Introduction

Serious bleeding must be controlled immediately or the victim may die within minutes.  External bleeding falls into the following classifications:

Arterial

Arteries carry blood from the heart throughout the body.  A cut to an artery will result in bright red blood which spurts of pulses each time the heart beats.  Because the blood in arteries is under a higher pressure, cuts to arteries can result in significant blood loss and are difficult to control.

Venous

Veins carry blood from the body and return it to the heart.  A cut to a vein will result in dark red or bluish blood.  Cuts to veins are much easier to control than cuts to arteries.

Capillary

Capillaries are small blood vessels that connect arteries and veins.  Small cuts or abrasions result in capillary bleeding.

You can control bleeding using the following methods:

Controlling Bleeding with Direct Pressure

Direct pressure is the most effective means to stop bleeding.  Apply pressure directly over the wound and hold pressure firm enough and long enough to stop and “seal off” the point of bleeding.

If bleeding continues after having applied direct pressure for 30 minutes, apply a pressure dressing to the wound. A pressure dressing consists of a thick dressing of gauze material applied directly over the wound and held in place with a tightly wrapped bandage or tape.  It should be tight but not tight enough to impair circulation to the rest of the limb.  Keep the dressing on even if it becomes blood soaked.  Each day you should change the  dressing and inspect the victim for signs of infection.  After 2 days you may remove the dressing and replace it with a smaller dressing.

Dressing a bleeding would with direct pressure dressing

Controlling Bleeding with Elevation

You can slow the blood loss by raising the injured area as high as possible above the heart’s level.  This lowers the blood pressure at the sight of the injury and aids in the return of blood to the heart.
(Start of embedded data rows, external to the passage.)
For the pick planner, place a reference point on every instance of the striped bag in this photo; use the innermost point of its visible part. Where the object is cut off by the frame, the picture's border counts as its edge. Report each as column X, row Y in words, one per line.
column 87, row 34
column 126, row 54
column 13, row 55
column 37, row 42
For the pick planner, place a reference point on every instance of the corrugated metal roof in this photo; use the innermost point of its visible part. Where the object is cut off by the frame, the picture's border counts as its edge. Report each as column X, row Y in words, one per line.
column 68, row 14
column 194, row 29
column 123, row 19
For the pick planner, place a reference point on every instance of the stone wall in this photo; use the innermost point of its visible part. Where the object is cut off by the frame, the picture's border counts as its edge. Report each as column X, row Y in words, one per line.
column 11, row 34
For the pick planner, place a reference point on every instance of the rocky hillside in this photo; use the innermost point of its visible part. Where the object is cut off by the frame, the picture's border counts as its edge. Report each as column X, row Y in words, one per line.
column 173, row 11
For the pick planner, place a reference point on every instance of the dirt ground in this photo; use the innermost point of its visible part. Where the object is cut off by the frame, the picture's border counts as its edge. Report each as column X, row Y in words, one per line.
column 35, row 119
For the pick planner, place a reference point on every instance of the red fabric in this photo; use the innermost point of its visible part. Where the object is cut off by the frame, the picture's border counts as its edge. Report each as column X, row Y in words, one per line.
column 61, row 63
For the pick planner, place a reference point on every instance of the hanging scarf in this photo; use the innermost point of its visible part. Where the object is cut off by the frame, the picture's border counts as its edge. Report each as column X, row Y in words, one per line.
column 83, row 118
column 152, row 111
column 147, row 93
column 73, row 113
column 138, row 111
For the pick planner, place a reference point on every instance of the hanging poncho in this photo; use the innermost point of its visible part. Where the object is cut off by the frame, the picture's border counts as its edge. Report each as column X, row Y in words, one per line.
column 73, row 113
Note: In the case of a snakebite injury, keep the injured extremity below the level of the heart.

Controlling Bleeding with Pressure Points

A pressure point is a location where the main artery lies near the surface of the skin or when the artery passes over a bony prominence providing an area where pressure can be applied to slow arterial bleeding until the application of a pressure dressing is complete.  Pressure point control is not as effective for controlling bleeding as direct pressure exerted on the wound.  In addition, the effectiveness may be reduced when more than one artery supply blood to the wounded area.
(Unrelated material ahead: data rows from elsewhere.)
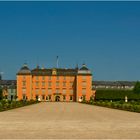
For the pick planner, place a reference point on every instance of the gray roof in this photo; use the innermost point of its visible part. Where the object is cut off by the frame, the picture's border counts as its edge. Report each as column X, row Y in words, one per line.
column 24, row 70
column 114, row 83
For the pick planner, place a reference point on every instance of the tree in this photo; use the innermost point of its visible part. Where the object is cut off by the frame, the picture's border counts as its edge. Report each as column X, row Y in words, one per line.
column 137, row 87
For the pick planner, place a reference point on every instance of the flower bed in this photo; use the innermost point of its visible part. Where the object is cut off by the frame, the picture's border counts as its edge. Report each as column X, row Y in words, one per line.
column 129, row 106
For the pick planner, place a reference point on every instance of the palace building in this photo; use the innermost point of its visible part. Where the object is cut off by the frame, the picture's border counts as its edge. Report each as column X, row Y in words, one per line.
column 55, row 84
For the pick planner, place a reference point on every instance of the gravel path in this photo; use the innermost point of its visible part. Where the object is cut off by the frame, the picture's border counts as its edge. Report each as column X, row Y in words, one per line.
column 57, row 120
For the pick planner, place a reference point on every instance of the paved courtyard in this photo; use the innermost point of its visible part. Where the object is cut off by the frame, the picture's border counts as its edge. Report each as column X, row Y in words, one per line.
column 68, row 121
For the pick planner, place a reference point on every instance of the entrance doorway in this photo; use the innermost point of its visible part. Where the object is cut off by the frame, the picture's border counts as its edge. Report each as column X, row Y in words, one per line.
column 57, row 98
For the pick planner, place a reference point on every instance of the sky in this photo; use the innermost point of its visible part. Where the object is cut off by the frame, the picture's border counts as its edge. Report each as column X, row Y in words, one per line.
column 103, row 35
The following are major pressure points in the human body (if you cannot remember all of these pressure points, just remember wrist, ankle, and neck).

Pressure points on the human body

Note: be careful when applying pressure to the neck area.  Too much pressure applied to the neck can cause death.  Also, never place a tourniquet around a victim’s neck.

To manipulate these pressure points, you can place a stick on the joint area and bend the joint over the stick.  Then lash the joint keeping it tightly bent.

Controlling Bleeding with Digital Ligation

To stop or slow down bleeding immediately, apply pressure with a finger on the bleeding end of the vein or artery.  Maintain the pressure until the bleeding stops or slows down enough to allow application of a pressure bandage.

Controlling Bleeding with aTourniquet

A tourniquet is a last resort and should only be used when applying direct pressure over the bleeding point does not control the bleeding.  A tourniquet that is left in place too long can cause long-term damage to the tissues that are deprived of blood flow.  This damage can lead to gangrene and the loss of the limb altogether.

Place a tourniquet between the wound and the heart, about 2-4 inches above the wound.  As illustrated below, a rope can be tied around the limb and a stick used to tighten the tourniquet.

How to create a tournequet

After the tourniquet has been applied, clean and bandage the wound.  You may allow blood to flow to the tissues by releasing the tourniquet every 10 to 15 minutes and leaving it released for a minute.  If you are applying the tourniquet to yourself, do not release the tourniquet (you could potentially pass out while the tourniquet is released and bleed to death).